With an effort Grange recovered himself. "Did you though? I wondered how you knew I was down here. Where were you?"
There was an abrupt tremor behind Nick's eyelids, but they remained closed. "I was on the top of the cliff, on my own ground, watching you."
Dead silence followed his answer—a silence through which the sound of the sea half a mile away swelled terribly, like the roar of a monster in torment.

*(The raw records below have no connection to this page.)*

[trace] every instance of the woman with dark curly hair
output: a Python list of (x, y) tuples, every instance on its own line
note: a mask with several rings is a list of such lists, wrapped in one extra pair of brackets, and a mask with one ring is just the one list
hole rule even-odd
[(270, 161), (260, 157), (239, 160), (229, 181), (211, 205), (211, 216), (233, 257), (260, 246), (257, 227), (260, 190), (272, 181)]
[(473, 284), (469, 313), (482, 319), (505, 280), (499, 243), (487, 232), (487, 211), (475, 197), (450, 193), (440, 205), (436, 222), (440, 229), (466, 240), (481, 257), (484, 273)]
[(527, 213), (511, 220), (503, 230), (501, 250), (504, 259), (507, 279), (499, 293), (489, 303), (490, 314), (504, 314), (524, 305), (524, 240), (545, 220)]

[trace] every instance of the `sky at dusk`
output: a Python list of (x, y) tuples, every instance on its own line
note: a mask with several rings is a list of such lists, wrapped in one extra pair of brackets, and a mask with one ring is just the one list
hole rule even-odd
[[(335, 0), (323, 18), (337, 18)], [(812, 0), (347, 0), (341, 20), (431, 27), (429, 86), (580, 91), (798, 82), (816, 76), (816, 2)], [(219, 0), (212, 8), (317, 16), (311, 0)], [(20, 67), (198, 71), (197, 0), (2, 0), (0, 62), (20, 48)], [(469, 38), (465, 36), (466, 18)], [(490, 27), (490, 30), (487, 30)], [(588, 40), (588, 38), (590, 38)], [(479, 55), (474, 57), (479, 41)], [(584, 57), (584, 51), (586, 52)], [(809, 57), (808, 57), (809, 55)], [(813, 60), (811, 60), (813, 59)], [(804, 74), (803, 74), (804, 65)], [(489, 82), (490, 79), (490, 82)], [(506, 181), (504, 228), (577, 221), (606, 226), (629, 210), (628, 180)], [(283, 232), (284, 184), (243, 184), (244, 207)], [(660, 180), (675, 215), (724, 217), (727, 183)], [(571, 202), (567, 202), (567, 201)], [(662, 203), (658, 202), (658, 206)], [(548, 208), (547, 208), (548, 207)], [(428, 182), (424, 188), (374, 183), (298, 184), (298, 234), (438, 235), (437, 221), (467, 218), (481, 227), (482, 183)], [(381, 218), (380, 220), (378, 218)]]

Then at last Nick's eyes opened. He looked Grange straight in the face. "What are you going to do?" he said.
Grange's hands dropped heavily from the chair-arms, and his whole great frame drooped slowly forward. He made no further attempt at evasion, realising the utter futility of such a course.
"Do!" he said wearily. "Nothing."
"Nothing?" said Nick swiftly.
"No, nothing," he repeated, staring with a dull intentness at the ground between his feet. "It's an old story, and the less said about it the better. I can't discuss it with you or any one. I think it was a pity you took the trouble to watch me this afternoon."
He spoke with a certain dignity, albeit he refused to meet Nick's eyes. He looked unutterably tired.
Nick lay quite motionless in his chair, inscrutably still, save for the restless glitter behind his colourless eyelashes. At length, "Do you remember a conversation we had in this room a few months ago?" he asked.